1980'li yıllardan itibaren "post-modern" kültürün istilasına uğrayan Türkiye'deki gelişmeleri anlamak açısından Baudrillard'ın kitabı önem taşıyor. Ancak farklılıkları vurgulamak gerekiyor. Baudrillard'ın ele aldığı 1970 öncesi dönem, Avrupa'da, kapitalizmin ekonomik temelde krizsiz geçirildiği bir dönem. İkinci olarak Avrupa'da "post-modern" olarak adlandırılan toplum, ekonomik-sosyal-kültürel açıdan pre-kapitalist yaşam biçimlerini çoktan geride bırakmış, modernizmden geçmiş bir toplum. Türkiye'de ise "post-modern" toplumun temel dayanaklarından olan hizmet sektörü 1980'lerden sonra gelişmeye başladı. Sivil toplum, yurttaşlık, temsili demokrasi gibi konular Avrupa'da 19. yy'da tartışılan konularken, bugün Türkiye'nin gündemini oluşturuyor. Kendi hakikatini kaybetmiş Batılı birey, post-modern bir tatil anlayışı çerçevesinde de olsa "orijinal", "otantik", dolaysız yaşam biçimlerini görmek için Üçüncü Dünyaya yönelirken, Türkiye'de yeni tüketim biçimlerine özenen kitleler, kendi doğrudan hakikatlerinden uzaklaşıp televizyonun sunduğu "reality show", "sıcağı sıcağına" programları gibi ikinci elden gerçekliğe, sanal gerçekliğe yöneliyorlar. Şimdi Batıdaki tüketim toplumundan bazı görüntüleri Baudrillard'ın kitabından izleyelim;

Bu toplumun dili tüketimin dilidir. "Bireysel ihtiyaçlar ve hazlar bu dile bağlı olarak sözden ibarettir."(s.88) Haz zevk olarak değil ama yurttaşlık görevi olarak kurumsallaşmıştır. Birey etkin bir şekilde kendini tüketmeye hasretmelidir, aksi taktirde toplum dışı kalmak tehlikesiyle karşılaşır. Marjinal konuma düşmek istemeyen her birey çalışma piyasasına uygun bilgi ve beceri birikimini her an yenilemek, "işin içinde olmak", giyim kuşamından genel kültürüne kadar her şeyine dikkat etmek zorundadır. Modern tüketici her birinden az da olsa her şeyi denemeli, hiçbir hazzı atlamamalıdır. Artık sözkonusu olan bireyin özel eğilimleri değil, tüketimin motive ettiği saplantısal meraktır. "Tüketmekte ya da tüketmemekte özgür olan savaş öncesinin küçük tasarrufçularının ya da anarşik tüketicilerin artık bu sistemde yapacakları hiçbir şey yoktur."(s.91) Reklamların vazettiği kişiselleştirici farklar tam tersine kişiler arasındaki gerçek farkları yokederek kişileri ve ürünleri türdeşleştirir. "Bireyin narsisizmi ayrıksılığın hazzı değil, kollektif niteliklerin kırılıp yayılmasıdır."(s.107) Öte yandan gerçek imkânları cılızlaşan ve denetim altında sıkışan beden yüceltilir.

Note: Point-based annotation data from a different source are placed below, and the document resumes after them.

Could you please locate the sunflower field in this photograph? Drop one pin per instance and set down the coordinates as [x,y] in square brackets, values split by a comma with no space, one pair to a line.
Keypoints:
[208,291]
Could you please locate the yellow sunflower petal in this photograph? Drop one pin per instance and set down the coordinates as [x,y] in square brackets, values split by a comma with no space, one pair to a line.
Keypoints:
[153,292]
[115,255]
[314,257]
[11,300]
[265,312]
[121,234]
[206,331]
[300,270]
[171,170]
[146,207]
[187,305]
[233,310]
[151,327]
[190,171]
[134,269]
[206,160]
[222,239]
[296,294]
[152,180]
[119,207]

Özneye gelince "artık ne 'kendi' ne 'kendi-özne' ne de dolayısıyla kendinin başkalaşması, yani kelimenin doğru anlamında yabancılaşma vardır. ....Tüketici... bir göstergeden diğerine 'kişiselleşmesiyle oynar.'" (s.240) Tüketimin oyunculluğu içinde bireysel kimliğin trajikliği yokolur.

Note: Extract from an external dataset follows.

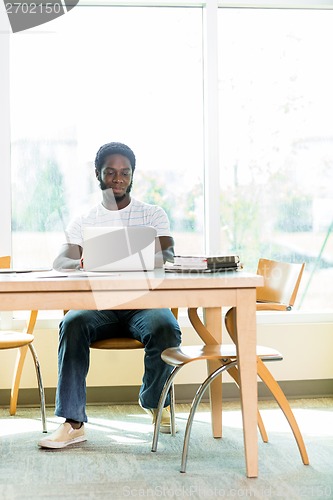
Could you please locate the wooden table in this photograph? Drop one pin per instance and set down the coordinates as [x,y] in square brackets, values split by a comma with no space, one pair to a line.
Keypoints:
[157,289]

Tüketim toplumu kültürü halkın ayağına götürmüştür. Bir çift çorap ya da bir bahçe koltuğuyla aynı anda bir taş baskı aynı hipermarketten alınabilmektedir. "Mezecide sanat eseri, fabrikada soyut resim.. artık sanat nedir? diyemezsiniz." (s.124) Kültürel nesneler çamaşır makinasıyla aynı tarzda tüketilmektedir. Bu kültür gerçekten kültür sahibi olanları ve geleneksel kültürün kendi kendini yetiştiren marjinal kahramanını dışlar. Tüketim toplumunun kültürü insanları toplumsal ve mesleki olarak bütünleştirir ve birbirlerine uyumlu hale getirir.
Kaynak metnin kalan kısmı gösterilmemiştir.